Total Number of CD34 + Cells Per Ten High Power Fields in Bone Marrow Trephines of Patients with Chronic Myeloid Leukaemia Correlates with Probability of Complete Cytogenetic Response during the First Year of Treatment with Imatinib.

We studied expression of CD34 positive cells in the bone marrow trephines of two groups of patients with CML treated with imatinib. In the first group (n=17), patients went on to achieve sustained complete cytogenetic response during their disease course. In the second group (n =33) complete cytogenetic response was not achieved and patients later developed either accelerated or blastic phase disease. We studied paraffin embedded bone marrow trephines stained with the monoclonal antibody QBEND10 during an eighteen month period following initiation of imatinib therapy and recorded the highest CD34 positive cell counts and aspirate blast counts in three six-month intervals. CD34 positive cells were evaluated using three counting methods. The first method, established in our department for several years, expressed the percentage of CD34 positive cells vs. all nucleated cells in a minimum 500-cell count (% CD34+/500 cells). The second recorded the total number of CD34 positive cells in ten high power fields (CD34+/10hpf) using x 40 magnification /numerical aperture 0.65 and the third method utilised the highest number of CD34 positive cells expressed in a single high power field (CD34+/hpf), the value being taken from the previous CD34+/10 hpf count.

We hypothesised that the overall CD34 positive cell burden and absolute CD34 positive numbers would be more important in predicting the likelihood of complete cytogenetic response and this would be better assessed by volumetric evaluation than percentage calculation relative to other nucleated cells.

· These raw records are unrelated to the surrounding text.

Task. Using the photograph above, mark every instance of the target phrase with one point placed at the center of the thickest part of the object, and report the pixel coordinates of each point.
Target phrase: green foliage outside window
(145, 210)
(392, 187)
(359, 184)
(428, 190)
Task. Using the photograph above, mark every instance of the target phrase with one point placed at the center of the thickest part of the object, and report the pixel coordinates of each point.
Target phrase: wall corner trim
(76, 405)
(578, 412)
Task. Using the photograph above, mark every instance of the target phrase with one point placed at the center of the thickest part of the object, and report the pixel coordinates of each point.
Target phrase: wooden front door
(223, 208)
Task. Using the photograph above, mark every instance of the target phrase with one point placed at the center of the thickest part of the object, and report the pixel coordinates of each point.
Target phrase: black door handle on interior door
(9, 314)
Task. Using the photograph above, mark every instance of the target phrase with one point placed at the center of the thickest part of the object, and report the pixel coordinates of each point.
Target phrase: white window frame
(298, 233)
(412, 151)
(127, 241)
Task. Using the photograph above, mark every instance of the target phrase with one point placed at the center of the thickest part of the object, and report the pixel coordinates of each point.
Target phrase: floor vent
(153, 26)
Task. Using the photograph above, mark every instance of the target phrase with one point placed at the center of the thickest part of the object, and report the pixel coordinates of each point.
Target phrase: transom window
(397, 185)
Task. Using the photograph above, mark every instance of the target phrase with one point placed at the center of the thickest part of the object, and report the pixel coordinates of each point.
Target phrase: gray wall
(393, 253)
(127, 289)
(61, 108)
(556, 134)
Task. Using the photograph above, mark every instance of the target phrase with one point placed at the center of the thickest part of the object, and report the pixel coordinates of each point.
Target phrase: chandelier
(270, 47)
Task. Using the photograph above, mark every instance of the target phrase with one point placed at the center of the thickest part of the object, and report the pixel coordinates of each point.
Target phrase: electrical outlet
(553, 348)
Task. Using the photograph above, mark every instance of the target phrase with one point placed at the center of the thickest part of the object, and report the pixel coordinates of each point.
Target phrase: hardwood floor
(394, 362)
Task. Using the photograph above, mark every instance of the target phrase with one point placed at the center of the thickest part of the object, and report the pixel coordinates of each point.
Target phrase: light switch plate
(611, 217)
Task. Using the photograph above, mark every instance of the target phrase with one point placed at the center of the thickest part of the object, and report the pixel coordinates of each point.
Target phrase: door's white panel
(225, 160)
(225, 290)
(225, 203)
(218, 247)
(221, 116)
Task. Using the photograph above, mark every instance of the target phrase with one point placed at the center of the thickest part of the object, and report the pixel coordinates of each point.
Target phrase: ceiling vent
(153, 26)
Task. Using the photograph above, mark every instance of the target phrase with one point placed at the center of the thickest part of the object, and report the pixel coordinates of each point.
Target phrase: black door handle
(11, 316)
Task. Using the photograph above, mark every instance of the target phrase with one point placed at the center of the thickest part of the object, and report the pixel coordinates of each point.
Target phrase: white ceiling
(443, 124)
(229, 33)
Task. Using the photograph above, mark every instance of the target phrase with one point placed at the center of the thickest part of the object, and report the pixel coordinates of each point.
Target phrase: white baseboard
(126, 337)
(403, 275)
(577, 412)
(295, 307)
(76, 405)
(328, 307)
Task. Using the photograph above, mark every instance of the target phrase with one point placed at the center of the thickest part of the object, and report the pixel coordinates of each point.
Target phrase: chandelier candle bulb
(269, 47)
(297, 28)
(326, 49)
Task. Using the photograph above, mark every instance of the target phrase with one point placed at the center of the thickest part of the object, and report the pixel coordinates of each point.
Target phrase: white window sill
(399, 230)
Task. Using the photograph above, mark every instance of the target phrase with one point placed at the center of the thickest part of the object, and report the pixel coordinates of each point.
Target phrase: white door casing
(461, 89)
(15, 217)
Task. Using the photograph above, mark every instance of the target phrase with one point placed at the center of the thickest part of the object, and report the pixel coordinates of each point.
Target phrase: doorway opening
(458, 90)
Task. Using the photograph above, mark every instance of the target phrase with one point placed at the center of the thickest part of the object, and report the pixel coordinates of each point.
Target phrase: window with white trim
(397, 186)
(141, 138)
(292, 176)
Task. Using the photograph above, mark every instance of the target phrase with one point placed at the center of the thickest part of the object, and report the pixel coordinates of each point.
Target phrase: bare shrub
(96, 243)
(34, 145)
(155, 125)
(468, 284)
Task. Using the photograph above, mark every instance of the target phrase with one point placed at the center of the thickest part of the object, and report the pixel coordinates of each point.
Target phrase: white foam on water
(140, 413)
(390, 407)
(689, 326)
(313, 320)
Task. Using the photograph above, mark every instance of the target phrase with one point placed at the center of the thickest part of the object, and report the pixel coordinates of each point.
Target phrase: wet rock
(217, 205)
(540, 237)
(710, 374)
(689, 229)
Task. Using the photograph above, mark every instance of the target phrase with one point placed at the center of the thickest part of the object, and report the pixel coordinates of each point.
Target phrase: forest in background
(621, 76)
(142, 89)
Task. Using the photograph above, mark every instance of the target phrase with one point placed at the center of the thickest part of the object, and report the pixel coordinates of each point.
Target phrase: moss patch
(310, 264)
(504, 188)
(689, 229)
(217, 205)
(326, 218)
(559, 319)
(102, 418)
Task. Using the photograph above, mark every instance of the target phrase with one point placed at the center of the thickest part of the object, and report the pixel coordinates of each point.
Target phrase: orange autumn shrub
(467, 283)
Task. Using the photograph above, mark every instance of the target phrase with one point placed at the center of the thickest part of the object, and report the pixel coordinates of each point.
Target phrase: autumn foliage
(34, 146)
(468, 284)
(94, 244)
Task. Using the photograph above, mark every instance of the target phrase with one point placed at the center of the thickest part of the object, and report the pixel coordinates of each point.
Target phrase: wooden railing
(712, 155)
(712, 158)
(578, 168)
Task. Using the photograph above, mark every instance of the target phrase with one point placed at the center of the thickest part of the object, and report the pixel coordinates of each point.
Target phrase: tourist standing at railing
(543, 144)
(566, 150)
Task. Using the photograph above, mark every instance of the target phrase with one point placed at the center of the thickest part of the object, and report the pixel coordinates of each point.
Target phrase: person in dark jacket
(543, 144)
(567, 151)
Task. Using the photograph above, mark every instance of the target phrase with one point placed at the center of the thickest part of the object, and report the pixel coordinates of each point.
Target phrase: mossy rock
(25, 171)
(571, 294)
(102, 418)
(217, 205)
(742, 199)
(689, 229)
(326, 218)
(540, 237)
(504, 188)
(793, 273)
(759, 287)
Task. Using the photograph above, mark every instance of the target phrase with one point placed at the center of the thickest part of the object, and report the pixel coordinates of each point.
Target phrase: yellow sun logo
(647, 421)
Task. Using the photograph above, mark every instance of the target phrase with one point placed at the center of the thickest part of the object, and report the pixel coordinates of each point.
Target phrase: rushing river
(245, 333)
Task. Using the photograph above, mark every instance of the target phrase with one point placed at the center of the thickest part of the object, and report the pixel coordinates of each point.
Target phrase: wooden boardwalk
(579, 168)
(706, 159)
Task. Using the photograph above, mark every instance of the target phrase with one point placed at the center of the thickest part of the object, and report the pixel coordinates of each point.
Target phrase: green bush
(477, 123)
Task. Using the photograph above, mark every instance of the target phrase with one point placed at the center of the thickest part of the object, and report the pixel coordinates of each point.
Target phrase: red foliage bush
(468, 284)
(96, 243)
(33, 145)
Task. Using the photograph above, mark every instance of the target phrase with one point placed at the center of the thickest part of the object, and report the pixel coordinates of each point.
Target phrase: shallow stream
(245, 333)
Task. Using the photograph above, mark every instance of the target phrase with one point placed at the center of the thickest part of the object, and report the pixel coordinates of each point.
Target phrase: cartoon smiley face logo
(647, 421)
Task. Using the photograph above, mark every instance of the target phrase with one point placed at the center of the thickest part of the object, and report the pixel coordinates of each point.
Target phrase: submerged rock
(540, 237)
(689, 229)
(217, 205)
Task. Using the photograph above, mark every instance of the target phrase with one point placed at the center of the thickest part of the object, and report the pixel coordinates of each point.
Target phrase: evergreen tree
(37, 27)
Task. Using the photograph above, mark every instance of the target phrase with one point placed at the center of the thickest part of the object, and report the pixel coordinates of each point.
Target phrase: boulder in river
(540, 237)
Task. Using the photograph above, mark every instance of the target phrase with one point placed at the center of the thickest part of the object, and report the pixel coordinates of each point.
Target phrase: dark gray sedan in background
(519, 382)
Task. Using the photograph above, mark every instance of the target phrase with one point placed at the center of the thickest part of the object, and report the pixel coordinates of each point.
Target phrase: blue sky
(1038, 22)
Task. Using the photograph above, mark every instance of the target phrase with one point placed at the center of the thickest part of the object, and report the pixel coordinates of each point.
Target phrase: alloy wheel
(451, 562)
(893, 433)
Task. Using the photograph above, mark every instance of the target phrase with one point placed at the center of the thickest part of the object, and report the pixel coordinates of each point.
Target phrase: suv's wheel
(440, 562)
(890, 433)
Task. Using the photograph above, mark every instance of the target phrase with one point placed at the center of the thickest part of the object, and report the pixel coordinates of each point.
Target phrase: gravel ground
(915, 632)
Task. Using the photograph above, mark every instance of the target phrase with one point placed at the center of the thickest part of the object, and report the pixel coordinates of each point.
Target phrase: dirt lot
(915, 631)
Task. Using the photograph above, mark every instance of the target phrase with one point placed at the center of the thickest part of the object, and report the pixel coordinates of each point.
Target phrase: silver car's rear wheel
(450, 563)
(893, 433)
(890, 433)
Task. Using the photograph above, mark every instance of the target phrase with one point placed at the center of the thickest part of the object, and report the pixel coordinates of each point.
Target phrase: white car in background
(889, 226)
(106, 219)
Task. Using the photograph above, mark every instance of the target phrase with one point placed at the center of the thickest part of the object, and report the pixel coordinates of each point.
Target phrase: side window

CD34 expression in endothelial cells was taken as a positive internal control. We aimed to establish which variable: % blast count, % CD34+/500 cells, CD34+/10hpf and CD34+/hpf provided better correlation with subsequent cytogenetic response to treatment. Values for each variable were dichotomised at the following levels; aspirate blast count <5 and > 5, % CD34+/500 cells < 2 and > 2%, CD34+/10hpf < 60 and > 60 cells and CD34+/hpf < 10 and > 10 cells. Univariate analysis was performed on samples within the first six months, seven to twelve months and thirteen to eighteen months. Only CD34+/10hpf showed significant discriminatory ability throughout the entire eighteen month period (Pearson’s Chi-square 2-sided sig: 0.031, 0.003 and 0.007 in the first six months, seven to twelve months and thirteen to eighteen months samples respectively). By logistic regression, we confirmed that CD34+/10hpf had the best correlation with cytogenetic response during the first year following initiation of imatinib therapy. Larger studies are required to confirm these initial findings and to establish volumetric assessment of CD34 positive cells as a predictor for cytogenetic response.